AKSI DI DEPAN GEDUNG MAHKAMAH AGUNG
Setelah usaha hukum mereka yang panjang ditolak, Suku Awyu dan Suku Moi mengenakan pakaian adat mereka dan mengadakan demonstrasi di depan Gedung Mahkamah Agung, Jakarta, dengan harapan mengajukan kasasi dan memohon Mahkamah Agung untuk mencabut izin perusahaan.
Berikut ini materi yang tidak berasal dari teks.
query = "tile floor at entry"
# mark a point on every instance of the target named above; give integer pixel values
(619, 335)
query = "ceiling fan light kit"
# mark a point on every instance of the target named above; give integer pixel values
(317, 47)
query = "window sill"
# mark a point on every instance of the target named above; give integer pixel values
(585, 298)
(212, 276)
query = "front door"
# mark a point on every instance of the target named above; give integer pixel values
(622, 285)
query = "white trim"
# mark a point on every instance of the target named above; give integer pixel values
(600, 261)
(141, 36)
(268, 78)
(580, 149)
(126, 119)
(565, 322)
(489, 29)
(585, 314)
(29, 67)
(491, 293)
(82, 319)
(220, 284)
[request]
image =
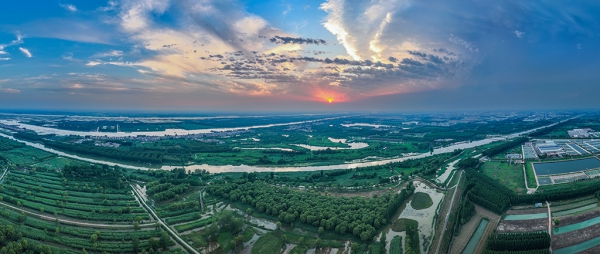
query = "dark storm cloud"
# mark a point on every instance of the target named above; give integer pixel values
(296, 40)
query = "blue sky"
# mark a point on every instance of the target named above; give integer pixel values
(205, 55)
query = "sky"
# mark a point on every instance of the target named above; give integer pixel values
(283, 55)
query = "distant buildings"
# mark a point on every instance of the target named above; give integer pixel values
(549, 148)
(580, 133)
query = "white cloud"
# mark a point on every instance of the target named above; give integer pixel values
(463, 43)
(25, 52)
(112, 5)
(519, 34)
(69, 7)
(10, 90)
(111, 53)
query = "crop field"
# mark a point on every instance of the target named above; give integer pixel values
(26, 155)
(506, 174)
(562, 167)
(50, 207)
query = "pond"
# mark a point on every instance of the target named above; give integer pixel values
(561, 167)
(526, 216)
(578, 247)
(470, 248)
(576, 226)
(425, 217)
(575, 210)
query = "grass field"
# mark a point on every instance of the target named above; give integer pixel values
(401, 224)
(74, 200)
(299, 249)
(421, 201)
(224, 239)
(26, 155)
(56, 162)
(268, 243)
(530, 175)
(197, 239)
(510, 176)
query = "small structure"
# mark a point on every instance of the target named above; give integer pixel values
(513, 156)
(549, 148)
(579, 133)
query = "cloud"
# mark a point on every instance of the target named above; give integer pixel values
(287, 9)
(287, 40)
(17, 41)
(25, 52)
(10, 90)
(463, 43)
(112, 5)
(111, 53)
(69, 7)
(519, 34)
(71, 29)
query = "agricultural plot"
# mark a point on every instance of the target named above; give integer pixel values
(77, 215)
(509, 175)
(563, 167)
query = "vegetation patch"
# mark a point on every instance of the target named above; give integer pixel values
(268, 243)
(421, 201)
(401, 224)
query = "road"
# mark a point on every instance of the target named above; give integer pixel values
(549, 223)
(70, 222)
(165, 226)
(448, 214)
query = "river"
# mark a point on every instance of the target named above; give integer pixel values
(246, 168)
(41, 130)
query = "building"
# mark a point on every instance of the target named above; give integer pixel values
(513, 156)
(579, 133)
(549, 148)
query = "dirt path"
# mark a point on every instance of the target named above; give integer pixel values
(460, 241)
(166, 227)
(443, 230)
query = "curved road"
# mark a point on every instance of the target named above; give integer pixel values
(165, 226)
(448, 214)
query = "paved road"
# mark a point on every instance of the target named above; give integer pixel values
(549, 223)
(448, 214)
(165, 226)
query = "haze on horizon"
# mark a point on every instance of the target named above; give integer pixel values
(278, 55)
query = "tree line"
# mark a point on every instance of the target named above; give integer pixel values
(357, 215)
(522, 241)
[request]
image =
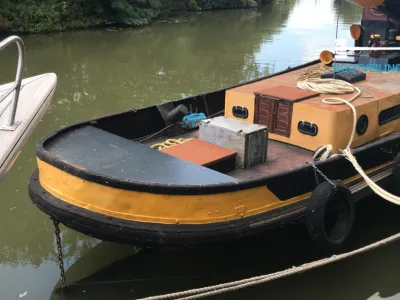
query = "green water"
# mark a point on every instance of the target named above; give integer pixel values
(106, 71)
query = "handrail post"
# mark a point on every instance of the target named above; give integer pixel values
(18, 78)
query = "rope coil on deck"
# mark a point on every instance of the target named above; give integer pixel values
(169, 143)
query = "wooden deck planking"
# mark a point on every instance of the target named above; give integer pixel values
(280, 157)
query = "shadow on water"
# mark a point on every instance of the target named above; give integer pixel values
(158, 271)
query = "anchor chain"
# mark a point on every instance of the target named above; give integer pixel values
(60, 255)
(318, 171)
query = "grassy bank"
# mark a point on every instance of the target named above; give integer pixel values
(57, 15)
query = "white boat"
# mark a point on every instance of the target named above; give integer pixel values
(22, 105)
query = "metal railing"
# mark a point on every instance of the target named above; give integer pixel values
(18, 78)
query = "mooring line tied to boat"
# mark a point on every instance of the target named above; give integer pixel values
(241, 284)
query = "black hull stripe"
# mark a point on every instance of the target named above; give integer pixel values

Aksi ini menjadi simbol harapan terakhir dalam pertempuran melawan penindasan dan eksploitasi.
Banyak partisipasi tokoh influencer dan selebriti yang menyuarakan "All Eyes on Papua". Seruan ini banyak menarik perhatian masyarakat ditengah seruan "All Eyes on Rafah". Namun, upaya ini juga membutuhkan dukungan lebih lanjut dari pemerintah, lembaga, dan masyarakat luas untuk memastikan bahwa keadilan dan keberlanjutan menjadi prinsip utama dalam pengelolaan sumber daya alam di Papua. Kehadiran seruan ini menjadi salah satu perubahan nyata dari terbukanya pemikiran dan wawasan akan krisis yang terjadi di tanah air.
Melalui seruan "All Eyes on Papua" dan upaya perjuangan yang gigih dari Suku Awyu dan Suku Moi, kita semua diingatkan akan pentingnya menghormati hak-hak masyarakat adat dan keberlanjutan lingkungan. Dukungan dan solidaritas dari berbagai pihak sangatlah diperlukan dalam memastikan bahwa keadilan dan keberlanjutan menjadi prinsip utama dalam pengelolaan sumber daya alam di Papua dan di seluruh Indonesia. Dengan mengingat nilai-nilai Pancasila, terutama sila ke-5 tentang keadilan sosial bagi seluruh rakyat Indonesia, Mari bersama-sama memperjuangkan hak-hak mereka, memberikan suara kepada yang tertindas, dan memastikan bahwa setiap langkah yang diambil menjadi langkah membangun masa depan yang lebih adil dan berkelanjutan bagi semua.